Toen ik zelf ging verdienen heb ik de helft mee betaald en een aantal jaren daarna stopte pa en ben ik onder mijn eigen naam door gegaan. In die tijd zat ik in het bestuur van de fondclub NCC die later samen is gegaan met de VNC. Was een geweldige tijd, als bestuur (M. Dieperink, Ge van der Kemp, Jan te Pas, J.Gelink, B.Miggelbrink, P.Althoff, H.Eyerkamp, G.Eshuis en vader en zoon Van Melis, Theo en Marcel) gingen we na elke vlucht naar de overwinnaar met een taart om hem te feliciteren. Zodoende kwam ik op bezoek bij veel goed spelende liefhebbers en kreeg ook alle goede duiven in handen. Het hok wat mij nog steeds is bij gebleven, dus grote indruk op mij gemaakt had, was van Theo Wolters uit Beek. Sjonge sjonge wat had die man een prachtig hok met duiven. En dan heb ik het vooral over zijn duiven, veel blauwbanders en allen even mooi en zacht. Hij kon soms ook een hele serie vroege duiven draaien. Al met al bergen werk verzet voor het NCC. (Programmaboekje typen, computers kwamen later pas. Inkorfbescheiden verzamelen en klokstaten naar Jan Uien brengen voor het opmaken van de uitslag, meldpost, penningmeester etc)

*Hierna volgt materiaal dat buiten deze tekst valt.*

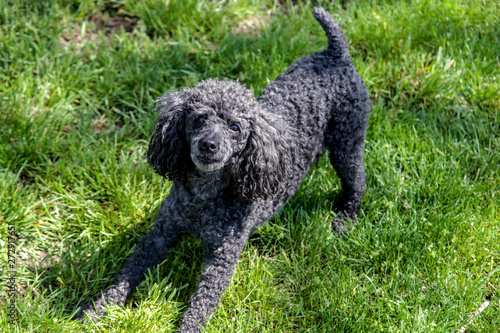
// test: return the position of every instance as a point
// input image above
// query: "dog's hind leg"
(220, 261)
(345, 141)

Daarnaast zat ik in het bestuur van de duivenvereniging in Neede en later in Lochem. Maar als bestuurslid kun je ook naar de Kring en Afdelingsvergaderingen gaan. Ik ben een paar keer mee geweest naar een Kringvergadering en wat ik daar mee maakte heeft mij doen besluiten om er nooit meer heen te gaan. Een goed spelende liefhebber uit Winterswijk liep wel tich keer naar de microfoon en was alleen maar in zijn eigen belang aan het praten. Het leek wel dat diegene die het hardst zeurde het meeste kreeg. Alleen maar eigen belang. Wat een puinhoop en dus niet aan mij besteed.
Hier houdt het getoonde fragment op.